Much like the genius of Mozart, there exist many legends on how effortlessly Li Bai composed his poetry; he was said to be able to compose at an astounding speed, without correction. His favorite form is the jueju (five- or seven-character quatrain), of which he composed some 160 pieces. Li Bai's use of language impresses through his extravagance of imagination and a direct communication of his free-spirited persona with the reader. Li Bai's interactions with nature, friendship, his love of wine and his acute observations of life inform his best poems. He also wrote a number of very oblique, allusive poems on women. In his poems, Li Bai tried to avoid the use of obscure words and historical references. Unlike other ancient Chinese poets such as Du Fu, Li Bai had no need to prove himself to the public; instead, he could afford to concentrate on communicating his genuine feelings to the readers. His ability to create extraordinary out of ordinary was an unusual gift among his contemporaries, and was most likely the reason why he was considered the "Poem-God". The spontaneity of his language combined with the extravagance of his imagination distinguished Li Bai from any other poets in the Chinese history.

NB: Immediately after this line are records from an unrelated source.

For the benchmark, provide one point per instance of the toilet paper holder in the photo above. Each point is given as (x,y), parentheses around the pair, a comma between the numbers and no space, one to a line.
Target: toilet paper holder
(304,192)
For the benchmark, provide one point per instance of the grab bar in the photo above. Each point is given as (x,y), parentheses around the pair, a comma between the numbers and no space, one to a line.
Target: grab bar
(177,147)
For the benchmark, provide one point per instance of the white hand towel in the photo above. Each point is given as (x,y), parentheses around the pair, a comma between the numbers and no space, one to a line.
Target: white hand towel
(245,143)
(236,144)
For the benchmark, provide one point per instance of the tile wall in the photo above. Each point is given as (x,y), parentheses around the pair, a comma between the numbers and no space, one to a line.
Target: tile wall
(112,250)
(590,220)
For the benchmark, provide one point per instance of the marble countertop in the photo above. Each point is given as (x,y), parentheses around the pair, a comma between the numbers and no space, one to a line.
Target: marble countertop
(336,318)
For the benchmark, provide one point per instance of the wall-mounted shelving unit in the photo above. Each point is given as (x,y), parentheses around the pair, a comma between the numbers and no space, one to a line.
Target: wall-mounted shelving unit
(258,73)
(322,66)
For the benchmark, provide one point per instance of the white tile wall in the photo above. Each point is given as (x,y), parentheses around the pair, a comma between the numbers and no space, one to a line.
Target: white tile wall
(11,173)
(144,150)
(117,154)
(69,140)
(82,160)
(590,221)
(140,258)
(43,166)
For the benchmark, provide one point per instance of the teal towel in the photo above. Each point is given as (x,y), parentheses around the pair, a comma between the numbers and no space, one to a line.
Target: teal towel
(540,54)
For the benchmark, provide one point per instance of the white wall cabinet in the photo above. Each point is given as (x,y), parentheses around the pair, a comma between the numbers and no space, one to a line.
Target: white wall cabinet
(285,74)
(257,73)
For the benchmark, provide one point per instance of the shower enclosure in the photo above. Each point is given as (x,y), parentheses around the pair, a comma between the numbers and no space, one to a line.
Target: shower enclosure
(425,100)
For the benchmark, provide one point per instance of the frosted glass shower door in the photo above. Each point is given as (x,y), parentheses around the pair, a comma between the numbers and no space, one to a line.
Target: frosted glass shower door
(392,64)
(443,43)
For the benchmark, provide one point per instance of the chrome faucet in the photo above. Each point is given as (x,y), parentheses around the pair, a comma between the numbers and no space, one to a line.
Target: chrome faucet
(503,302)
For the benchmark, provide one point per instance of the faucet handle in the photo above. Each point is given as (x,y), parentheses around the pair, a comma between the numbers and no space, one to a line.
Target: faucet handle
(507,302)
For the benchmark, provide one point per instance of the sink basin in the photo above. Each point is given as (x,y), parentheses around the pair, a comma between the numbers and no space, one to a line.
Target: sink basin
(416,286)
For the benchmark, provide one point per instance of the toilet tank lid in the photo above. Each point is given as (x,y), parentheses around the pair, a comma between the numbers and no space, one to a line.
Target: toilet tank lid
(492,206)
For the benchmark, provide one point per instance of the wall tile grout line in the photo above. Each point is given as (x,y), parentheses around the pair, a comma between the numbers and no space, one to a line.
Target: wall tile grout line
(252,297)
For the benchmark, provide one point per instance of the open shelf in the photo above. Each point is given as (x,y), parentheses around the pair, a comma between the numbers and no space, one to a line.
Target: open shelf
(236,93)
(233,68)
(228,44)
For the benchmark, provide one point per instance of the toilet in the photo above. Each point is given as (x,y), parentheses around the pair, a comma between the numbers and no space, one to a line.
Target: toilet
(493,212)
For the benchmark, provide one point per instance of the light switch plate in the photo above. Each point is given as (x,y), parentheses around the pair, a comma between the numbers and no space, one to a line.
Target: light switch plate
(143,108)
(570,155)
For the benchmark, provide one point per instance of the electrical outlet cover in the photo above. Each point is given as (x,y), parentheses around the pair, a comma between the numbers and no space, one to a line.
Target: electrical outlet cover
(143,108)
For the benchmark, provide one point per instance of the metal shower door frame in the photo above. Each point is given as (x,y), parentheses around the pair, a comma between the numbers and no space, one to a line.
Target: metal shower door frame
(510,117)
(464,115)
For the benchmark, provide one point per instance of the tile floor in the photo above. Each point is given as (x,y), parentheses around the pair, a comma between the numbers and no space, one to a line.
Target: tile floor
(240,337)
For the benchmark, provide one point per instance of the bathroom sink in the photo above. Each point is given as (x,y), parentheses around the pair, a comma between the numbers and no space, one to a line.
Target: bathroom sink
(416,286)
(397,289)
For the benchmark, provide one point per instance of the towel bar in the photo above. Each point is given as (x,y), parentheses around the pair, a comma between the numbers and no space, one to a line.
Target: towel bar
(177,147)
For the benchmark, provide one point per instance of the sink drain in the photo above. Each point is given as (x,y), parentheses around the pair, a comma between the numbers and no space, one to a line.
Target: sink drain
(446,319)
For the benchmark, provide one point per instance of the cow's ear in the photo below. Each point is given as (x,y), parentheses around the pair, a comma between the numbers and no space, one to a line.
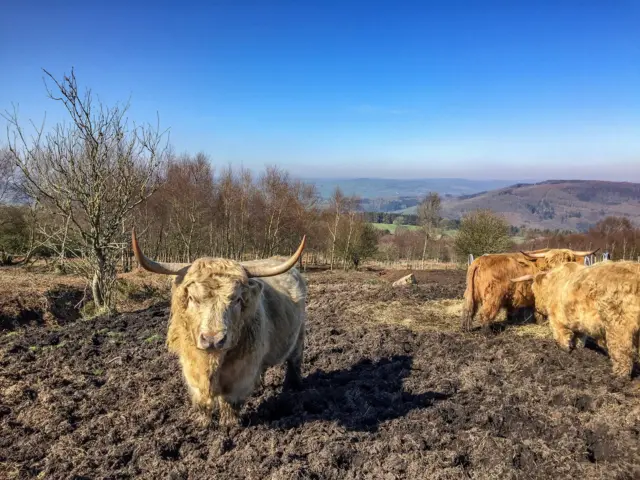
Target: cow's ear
(251,291)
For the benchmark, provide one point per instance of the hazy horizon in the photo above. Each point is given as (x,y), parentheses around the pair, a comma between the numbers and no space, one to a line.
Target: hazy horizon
(413,90)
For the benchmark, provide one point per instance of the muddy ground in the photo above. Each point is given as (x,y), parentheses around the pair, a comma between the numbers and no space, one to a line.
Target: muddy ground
(414,399)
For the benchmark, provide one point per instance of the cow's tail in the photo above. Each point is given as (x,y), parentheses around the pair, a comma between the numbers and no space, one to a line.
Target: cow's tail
(469,307)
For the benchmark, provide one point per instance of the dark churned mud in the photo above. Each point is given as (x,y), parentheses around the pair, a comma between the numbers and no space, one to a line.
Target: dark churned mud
(103,399)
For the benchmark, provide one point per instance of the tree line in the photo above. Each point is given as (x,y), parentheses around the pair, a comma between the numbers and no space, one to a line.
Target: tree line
(72,194)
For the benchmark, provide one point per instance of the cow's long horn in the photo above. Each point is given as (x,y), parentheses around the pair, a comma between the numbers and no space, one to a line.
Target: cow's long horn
(585,253)
(155,267)
(259,271)
(540,250)
(524,278)
(533,255)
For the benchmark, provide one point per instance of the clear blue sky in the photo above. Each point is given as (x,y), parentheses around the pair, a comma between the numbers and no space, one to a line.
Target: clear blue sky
(477,89)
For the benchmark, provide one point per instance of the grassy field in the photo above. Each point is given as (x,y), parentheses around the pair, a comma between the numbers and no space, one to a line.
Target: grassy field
(392,226)
(392,388)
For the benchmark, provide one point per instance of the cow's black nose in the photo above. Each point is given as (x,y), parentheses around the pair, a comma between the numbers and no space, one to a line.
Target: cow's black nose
(212,340)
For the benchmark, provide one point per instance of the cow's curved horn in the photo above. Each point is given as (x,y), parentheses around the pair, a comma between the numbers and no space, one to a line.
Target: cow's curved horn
(259,271)
(155,267)
(524,278)
(540,250)
(534,255)
(584,253)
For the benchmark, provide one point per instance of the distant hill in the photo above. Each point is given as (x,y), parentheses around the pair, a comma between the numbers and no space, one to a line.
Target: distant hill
(389,189)
(553,204)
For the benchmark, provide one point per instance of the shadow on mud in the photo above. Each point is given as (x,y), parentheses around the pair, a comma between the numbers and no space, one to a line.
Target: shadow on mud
(358,398)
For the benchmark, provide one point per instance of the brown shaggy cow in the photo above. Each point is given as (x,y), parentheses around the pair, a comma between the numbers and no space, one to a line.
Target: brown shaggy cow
(227,326)
(601,301)
(488,281)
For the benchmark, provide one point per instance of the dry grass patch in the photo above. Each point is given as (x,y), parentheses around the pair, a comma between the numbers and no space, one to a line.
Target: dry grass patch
(431,316)
(434,315)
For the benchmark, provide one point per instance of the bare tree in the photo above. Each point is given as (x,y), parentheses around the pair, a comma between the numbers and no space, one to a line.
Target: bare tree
(7,170)
(337,206)
(429,217)
(93,171)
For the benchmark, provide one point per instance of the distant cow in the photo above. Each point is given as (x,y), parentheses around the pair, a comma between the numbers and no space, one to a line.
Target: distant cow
(488,281)
(229,323)
(601,301)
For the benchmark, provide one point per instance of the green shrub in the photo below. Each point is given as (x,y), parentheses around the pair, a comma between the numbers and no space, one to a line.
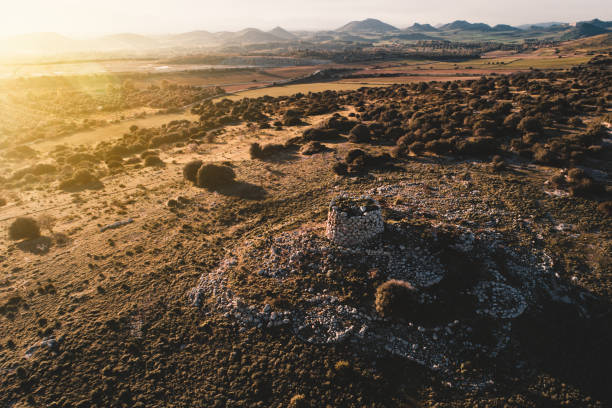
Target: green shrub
(24,228)
(190,170)
(395,298)
(213,176)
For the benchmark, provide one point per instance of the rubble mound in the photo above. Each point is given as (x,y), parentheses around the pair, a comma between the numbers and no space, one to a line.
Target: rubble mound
(470,285)
(353,222)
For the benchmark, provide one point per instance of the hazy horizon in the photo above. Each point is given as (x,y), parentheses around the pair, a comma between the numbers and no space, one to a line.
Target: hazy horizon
(71,17)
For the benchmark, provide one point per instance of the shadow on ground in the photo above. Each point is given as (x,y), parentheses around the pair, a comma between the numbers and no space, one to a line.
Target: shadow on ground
(36,246)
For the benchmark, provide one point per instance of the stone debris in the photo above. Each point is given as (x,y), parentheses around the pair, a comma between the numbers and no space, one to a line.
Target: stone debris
(116,224)
(499,300)
(321,318)
(356,224)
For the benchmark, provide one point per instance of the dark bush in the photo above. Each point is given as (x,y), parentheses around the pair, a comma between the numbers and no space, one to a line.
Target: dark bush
(312,148)
(530,124)
(586,187)
(151,161)
(320,134)
(605,208)
(148,153)
(359,134)
(477,146)
(417,148)
(396,298)
(439,146)
(576,174)
(214,176)
(255,151)
(24,228)
(266,151)
(497,163)
(190,170)
(80,179)
(544,156)
(354,154)
(340,168)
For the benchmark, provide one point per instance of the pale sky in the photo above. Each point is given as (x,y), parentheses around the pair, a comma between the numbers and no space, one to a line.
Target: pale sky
(89,17)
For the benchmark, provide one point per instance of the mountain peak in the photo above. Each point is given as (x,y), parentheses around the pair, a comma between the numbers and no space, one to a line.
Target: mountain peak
(369,25)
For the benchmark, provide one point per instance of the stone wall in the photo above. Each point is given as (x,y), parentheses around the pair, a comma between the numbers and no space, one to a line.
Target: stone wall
(354,226)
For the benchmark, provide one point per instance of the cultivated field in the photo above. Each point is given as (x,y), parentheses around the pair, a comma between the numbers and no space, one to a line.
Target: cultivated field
(164,236)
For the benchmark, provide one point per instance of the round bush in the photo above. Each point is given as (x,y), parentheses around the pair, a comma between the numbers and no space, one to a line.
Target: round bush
(255,151)
(417,148)
(605,208)
(298,401)
(213,176)
(24,228)
(395,298)
(190,170)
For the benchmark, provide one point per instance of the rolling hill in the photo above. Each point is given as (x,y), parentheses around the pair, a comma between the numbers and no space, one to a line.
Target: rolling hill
(369,25)
(422,28)
(282,33)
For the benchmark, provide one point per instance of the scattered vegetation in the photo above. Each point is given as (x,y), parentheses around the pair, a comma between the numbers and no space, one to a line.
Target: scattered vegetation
(190,170)
(213,176)
(24,228)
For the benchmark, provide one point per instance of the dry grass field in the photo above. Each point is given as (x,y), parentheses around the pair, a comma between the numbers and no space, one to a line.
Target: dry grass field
(488,178)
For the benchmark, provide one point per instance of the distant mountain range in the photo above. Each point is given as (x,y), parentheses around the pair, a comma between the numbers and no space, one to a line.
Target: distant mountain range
(365,31)
(369,25)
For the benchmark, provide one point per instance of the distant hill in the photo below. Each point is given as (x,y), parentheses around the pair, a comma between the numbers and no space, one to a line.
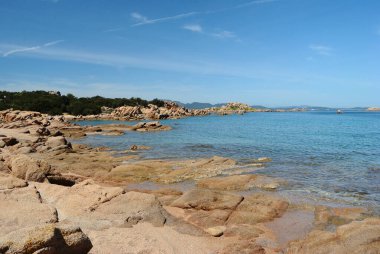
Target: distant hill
(202,105)
(199,105)
(327,109)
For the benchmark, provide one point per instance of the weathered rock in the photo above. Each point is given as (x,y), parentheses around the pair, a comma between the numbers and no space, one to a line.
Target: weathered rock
(243,231)
(23,209)
(92,206)
(27,168)
(43,131)
(49,239)
(149,126)
(357,237)
(243,247)
(25,150)
(203,199)
(216,231)
(56,141)
(10,182)
(257,208)
(9,141)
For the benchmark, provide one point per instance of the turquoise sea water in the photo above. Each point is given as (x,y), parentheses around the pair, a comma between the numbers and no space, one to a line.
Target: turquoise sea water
(321,154)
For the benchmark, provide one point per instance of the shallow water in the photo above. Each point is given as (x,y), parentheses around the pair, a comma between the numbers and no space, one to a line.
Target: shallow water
(323,155)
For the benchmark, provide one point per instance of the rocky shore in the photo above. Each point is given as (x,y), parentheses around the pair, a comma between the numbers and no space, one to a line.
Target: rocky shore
(171,110)
(57,197)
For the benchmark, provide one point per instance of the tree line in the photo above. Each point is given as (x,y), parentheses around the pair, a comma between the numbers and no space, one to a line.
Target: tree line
(54,103)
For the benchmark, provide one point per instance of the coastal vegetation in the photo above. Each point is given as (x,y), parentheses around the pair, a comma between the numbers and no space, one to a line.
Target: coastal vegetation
(53,103)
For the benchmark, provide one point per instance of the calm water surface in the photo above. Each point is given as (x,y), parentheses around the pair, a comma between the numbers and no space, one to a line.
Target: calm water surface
(323,155)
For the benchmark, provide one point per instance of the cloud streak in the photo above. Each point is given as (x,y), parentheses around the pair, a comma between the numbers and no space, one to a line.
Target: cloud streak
(321,49)
(224,34)
(193,28)
(26,49)
(143,20)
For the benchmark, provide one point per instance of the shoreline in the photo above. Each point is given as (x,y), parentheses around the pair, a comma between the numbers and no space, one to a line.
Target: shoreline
(227,210)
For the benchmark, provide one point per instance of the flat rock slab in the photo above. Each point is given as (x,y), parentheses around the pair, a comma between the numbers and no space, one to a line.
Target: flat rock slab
(48,238)
(93,206)
(145,238)
(204,199)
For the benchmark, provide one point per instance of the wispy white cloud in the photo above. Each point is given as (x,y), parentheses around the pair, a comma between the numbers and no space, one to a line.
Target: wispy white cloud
(142,20)
(48,44)
(25,49)
(321,49)
(194,28)
(225,35)
(256,2)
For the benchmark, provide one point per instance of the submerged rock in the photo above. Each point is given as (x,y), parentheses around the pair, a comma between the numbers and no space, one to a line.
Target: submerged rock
(258,207)
(239,182)
(356,238)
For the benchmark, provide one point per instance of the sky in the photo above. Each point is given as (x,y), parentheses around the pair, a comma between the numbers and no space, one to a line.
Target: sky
(260,52)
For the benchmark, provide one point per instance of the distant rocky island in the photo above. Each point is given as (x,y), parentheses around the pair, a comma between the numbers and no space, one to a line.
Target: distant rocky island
(58,197)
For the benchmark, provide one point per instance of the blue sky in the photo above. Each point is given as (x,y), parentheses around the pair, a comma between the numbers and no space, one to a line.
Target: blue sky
(268,52)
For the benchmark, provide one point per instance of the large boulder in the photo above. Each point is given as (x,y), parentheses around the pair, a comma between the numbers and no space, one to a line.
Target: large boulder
(22,207)
(47,239)
(355,238)
(92,206)
(28,168)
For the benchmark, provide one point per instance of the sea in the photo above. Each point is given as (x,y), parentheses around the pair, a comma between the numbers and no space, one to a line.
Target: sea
(324,157)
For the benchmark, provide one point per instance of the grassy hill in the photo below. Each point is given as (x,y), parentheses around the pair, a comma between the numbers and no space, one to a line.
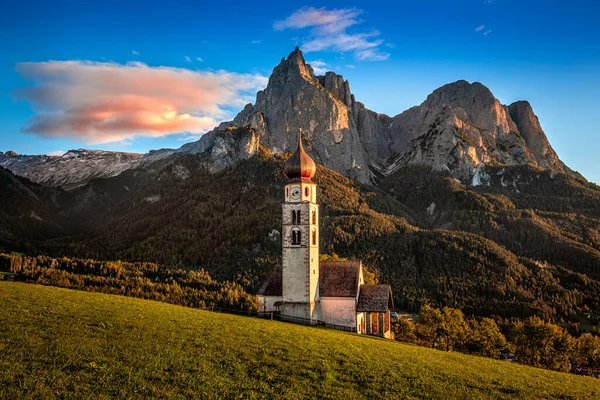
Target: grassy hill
(61,343)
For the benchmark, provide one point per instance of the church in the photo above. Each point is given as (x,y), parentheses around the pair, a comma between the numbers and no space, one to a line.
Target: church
(328,293)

As one of the many followers of Lao Zi and a practitioner of Taoism in Tang Dynasty and, above all, a free-spirited person, Li Bai paid no respect to Confucius and his ideology. Consequently, he has often been attacked by the Neo-Confucian "moralists," ever since the Song Dynasty. Among the common people in China, however, Li Bai is unquestionably the most beloved figure in Chinese poetry.[6]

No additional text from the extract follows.